Here are a few colorful myths about spayed pets:

Myth: My kids need to experience the miracle of birth.
Fact: Most animals deliver in the middle of the night by themselves. Kids can experience the birthing process by watching a video instead of at the expense of the family pet. Furthermore, this irresponsible act of bringing excess pets into a world in which already euthanizes 75% of them deludes your children from the reality of the pet overpopulation crisis.

Myth: My pet is a purebred and her personality is so good that I want her to have puppies.
Fact: One out of every four pets brought to the shelter is purebreds and most do not find homes. Just because your pet is special there are no guarantees that her offspring will be anything like her. Her lineage, the father’s genes, and vast expenses are just a few of the things to consider.

Myth: I can find homes for all of the puppies or kittens.
Fact: Even if you do find homes for the offspring this is one less home for the millions of animals in the shelters waiting to get adopted.

Myth: Spaying will change my female pet’s personality.
Fact: The only changes you see will be positive ones. Spayed animals live longer, healthier and happier lives. They have fewer health and behavioral problems. They will still be protective over your home.

Myth: My pet will get fat and lazy if I spay her.
Fact: Too many calories and not enough exercise cause dogs to become overweight. The good news is that spayed pets need fewer calories so by feeding them less you will cut down on your feeding costs.

Myth: It’s better to allow your female pet to have at least one litter before spaying.
Fact: This is grossly untrue. In fact, the exact opposite is true! Your dog will have much less chance of developing cancer of the reproductive organs and mammary tissue by spaying her before her first heat. Letting her have even one litter predisposes her to breast, uterine and ovarian cancer.

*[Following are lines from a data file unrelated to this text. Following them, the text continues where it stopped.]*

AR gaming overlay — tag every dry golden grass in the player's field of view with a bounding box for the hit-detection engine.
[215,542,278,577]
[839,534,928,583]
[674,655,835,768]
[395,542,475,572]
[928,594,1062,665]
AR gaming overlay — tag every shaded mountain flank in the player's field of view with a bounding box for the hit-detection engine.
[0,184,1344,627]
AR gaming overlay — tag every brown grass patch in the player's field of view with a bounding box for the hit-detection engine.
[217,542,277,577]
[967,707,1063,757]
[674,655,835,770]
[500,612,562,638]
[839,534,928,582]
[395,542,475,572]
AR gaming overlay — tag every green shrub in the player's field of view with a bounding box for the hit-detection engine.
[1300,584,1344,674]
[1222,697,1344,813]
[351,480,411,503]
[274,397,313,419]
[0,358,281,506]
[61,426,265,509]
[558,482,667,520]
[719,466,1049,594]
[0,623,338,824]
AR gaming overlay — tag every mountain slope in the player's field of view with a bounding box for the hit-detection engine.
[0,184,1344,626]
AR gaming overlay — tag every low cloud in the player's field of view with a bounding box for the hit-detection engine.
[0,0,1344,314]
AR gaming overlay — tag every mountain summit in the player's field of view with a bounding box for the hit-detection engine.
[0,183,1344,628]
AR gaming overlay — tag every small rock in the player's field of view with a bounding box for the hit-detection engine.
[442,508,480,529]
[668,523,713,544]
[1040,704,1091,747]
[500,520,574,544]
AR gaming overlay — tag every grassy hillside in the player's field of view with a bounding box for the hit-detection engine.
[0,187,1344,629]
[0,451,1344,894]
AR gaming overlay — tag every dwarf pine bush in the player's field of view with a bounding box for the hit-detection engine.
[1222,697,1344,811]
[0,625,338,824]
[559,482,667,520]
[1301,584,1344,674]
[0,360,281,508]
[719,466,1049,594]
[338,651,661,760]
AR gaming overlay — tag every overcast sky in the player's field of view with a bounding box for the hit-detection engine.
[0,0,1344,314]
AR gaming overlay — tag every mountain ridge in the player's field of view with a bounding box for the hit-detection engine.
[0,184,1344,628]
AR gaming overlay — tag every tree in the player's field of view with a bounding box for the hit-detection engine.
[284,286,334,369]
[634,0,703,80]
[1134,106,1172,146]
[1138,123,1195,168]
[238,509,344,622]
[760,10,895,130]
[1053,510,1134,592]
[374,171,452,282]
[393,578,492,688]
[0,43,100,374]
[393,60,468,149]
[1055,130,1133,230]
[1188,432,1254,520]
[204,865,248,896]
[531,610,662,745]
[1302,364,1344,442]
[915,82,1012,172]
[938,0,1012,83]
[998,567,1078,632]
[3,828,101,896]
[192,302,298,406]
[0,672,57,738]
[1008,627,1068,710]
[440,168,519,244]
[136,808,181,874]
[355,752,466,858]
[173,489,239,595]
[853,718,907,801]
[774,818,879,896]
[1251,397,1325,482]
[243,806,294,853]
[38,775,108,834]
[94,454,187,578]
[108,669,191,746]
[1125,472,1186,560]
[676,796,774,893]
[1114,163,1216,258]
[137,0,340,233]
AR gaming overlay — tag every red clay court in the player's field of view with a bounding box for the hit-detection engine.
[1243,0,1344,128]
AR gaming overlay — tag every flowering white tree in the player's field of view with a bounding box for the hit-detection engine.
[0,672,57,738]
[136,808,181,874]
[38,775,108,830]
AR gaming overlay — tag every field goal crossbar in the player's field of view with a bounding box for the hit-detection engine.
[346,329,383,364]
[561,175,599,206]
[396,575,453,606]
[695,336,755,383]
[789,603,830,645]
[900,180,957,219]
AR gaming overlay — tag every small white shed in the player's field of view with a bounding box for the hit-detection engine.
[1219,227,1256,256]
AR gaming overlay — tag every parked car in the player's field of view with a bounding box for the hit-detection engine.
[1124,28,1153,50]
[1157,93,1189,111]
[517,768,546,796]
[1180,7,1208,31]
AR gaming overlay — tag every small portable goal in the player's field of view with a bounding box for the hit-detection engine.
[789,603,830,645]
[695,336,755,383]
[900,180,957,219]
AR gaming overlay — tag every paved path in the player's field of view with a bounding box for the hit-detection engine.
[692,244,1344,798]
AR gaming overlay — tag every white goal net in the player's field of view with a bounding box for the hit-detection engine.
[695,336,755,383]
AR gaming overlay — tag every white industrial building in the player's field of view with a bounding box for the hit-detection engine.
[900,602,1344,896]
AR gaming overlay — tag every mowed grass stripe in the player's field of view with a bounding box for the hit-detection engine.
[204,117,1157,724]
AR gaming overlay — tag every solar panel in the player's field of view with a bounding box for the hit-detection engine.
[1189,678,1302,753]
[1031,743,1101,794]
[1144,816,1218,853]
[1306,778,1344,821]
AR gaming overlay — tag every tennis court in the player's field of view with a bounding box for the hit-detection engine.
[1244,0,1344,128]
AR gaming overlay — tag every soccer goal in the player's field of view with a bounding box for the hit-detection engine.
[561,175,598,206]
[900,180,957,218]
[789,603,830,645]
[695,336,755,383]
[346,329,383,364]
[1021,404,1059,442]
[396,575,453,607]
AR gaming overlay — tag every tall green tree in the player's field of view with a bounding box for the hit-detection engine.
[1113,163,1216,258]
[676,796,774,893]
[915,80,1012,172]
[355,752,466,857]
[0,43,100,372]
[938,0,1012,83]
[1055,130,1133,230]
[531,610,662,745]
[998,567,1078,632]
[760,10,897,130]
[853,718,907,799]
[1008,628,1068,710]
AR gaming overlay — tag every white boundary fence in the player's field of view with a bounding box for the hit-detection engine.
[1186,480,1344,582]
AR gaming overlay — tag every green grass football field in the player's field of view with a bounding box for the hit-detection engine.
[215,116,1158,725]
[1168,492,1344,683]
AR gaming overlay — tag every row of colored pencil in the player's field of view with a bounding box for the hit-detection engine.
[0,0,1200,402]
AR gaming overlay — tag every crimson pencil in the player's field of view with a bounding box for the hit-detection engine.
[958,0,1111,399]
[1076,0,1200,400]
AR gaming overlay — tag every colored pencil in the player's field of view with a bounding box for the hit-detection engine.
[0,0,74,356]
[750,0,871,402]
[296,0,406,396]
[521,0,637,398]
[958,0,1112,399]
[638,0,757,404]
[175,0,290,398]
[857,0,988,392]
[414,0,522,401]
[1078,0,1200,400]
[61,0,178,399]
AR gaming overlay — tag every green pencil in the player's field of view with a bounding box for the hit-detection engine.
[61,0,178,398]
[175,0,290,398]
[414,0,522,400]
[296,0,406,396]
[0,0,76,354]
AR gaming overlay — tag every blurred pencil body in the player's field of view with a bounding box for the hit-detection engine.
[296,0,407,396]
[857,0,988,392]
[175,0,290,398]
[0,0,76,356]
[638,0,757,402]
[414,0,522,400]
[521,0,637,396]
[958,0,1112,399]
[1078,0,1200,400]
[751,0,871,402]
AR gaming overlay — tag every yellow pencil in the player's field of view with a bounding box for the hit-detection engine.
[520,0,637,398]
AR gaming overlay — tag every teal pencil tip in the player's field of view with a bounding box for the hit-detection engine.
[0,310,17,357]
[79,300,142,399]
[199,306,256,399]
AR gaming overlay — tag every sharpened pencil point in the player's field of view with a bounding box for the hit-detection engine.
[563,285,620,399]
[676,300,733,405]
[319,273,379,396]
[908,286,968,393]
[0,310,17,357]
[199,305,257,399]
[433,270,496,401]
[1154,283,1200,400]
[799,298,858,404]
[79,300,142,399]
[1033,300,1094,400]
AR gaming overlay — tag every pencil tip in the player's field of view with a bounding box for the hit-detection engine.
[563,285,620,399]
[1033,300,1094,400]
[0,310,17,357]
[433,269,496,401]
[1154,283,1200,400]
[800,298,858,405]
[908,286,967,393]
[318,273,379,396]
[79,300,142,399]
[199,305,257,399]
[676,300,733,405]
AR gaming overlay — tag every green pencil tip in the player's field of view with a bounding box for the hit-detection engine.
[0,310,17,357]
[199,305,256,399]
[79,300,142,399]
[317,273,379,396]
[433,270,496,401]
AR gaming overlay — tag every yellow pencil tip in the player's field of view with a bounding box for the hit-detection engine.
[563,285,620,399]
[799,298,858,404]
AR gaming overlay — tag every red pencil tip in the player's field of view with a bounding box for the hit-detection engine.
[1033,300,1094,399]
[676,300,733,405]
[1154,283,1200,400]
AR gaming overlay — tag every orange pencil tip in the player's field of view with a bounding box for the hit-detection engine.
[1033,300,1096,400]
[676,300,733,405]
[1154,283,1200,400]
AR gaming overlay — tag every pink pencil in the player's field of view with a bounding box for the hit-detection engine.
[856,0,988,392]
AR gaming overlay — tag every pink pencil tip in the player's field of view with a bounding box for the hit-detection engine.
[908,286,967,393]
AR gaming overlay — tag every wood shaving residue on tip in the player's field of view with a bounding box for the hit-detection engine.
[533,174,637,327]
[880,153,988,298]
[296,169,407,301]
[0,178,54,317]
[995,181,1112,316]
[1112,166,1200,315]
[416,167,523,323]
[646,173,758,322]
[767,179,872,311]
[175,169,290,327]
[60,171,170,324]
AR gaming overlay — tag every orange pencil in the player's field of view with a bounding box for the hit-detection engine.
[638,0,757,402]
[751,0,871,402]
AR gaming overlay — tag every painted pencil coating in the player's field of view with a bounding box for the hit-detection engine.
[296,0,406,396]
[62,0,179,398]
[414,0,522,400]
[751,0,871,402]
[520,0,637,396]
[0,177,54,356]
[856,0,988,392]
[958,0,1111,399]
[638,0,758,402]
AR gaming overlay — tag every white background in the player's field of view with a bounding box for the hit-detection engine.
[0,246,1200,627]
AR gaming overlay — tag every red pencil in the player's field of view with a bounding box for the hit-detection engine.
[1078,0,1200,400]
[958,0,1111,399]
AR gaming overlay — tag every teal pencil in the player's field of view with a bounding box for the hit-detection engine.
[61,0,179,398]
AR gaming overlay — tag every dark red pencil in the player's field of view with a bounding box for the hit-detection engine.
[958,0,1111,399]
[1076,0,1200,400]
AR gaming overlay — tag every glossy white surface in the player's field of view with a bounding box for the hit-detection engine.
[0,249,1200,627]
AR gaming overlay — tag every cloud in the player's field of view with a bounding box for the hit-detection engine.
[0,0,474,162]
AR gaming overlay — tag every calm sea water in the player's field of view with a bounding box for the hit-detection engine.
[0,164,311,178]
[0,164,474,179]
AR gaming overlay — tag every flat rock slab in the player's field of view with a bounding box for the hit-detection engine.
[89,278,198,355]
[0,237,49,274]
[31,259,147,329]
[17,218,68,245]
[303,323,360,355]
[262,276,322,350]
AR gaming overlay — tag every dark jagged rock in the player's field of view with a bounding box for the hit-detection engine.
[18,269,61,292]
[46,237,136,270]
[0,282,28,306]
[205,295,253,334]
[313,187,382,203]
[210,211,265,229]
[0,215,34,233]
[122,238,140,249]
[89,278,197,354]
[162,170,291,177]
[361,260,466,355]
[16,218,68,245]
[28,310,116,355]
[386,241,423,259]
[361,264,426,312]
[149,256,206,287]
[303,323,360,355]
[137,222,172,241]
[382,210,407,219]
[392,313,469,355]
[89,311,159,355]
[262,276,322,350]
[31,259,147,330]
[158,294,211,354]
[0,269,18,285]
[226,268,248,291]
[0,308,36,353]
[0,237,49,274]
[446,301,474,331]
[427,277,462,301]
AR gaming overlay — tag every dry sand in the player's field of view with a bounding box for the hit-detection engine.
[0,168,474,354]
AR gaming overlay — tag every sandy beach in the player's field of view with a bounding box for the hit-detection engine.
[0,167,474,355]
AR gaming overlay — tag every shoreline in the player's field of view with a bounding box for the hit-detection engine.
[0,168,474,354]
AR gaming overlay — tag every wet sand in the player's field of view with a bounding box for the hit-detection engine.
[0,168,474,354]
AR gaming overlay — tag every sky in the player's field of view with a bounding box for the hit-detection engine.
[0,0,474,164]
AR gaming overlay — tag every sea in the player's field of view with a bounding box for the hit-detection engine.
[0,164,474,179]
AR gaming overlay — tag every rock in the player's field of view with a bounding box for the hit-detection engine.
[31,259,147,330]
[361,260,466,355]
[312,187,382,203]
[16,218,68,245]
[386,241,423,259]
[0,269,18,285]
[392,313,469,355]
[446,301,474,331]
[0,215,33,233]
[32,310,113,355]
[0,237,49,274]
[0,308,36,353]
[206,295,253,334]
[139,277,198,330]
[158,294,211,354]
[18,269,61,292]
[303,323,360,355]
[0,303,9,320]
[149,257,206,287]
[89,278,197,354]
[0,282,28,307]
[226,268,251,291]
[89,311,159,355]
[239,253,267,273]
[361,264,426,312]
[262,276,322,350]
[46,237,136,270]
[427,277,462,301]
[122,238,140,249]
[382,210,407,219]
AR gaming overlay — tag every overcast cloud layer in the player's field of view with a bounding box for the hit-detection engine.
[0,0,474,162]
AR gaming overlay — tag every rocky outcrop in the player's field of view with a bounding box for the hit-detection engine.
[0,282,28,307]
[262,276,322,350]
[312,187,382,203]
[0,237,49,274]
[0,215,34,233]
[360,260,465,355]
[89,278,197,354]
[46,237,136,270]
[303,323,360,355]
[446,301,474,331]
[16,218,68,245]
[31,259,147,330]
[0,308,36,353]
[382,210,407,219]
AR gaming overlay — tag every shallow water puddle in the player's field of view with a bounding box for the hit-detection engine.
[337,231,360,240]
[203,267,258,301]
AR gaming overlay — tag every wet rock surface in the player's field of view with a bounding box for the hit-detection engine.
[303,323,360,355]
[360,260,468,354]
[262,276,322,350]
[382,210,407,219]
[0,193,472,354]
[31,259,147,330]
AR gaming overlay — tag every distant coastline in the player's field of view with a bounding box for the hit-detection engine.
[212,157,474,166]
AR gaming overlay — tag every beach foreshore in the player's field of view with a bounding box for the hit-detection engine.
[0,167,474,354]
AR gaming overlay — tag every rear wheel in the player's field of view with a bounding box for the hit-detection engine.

Myth: Preventing pets from having babies is unnatural, and therefore they should not be spayed.
Fact: Domesticated pets are NOT wild animals. Humans interfered a long time ago with nature by domesticating animals. Once we domesticate something and incorporate it into our modern lives, we are forever responsible for its care; this means giving pets a permanent home. With the current amount of unaltered, homeless pets it is IMPOSSIBLE for every pet born to have a good home. We MUST spay and neuter our pets.
Please note, articles in the Animal Resource Library are for reference only, and are not meant to diagnose or treat any medical or behavioral issues your pet may be experiencing.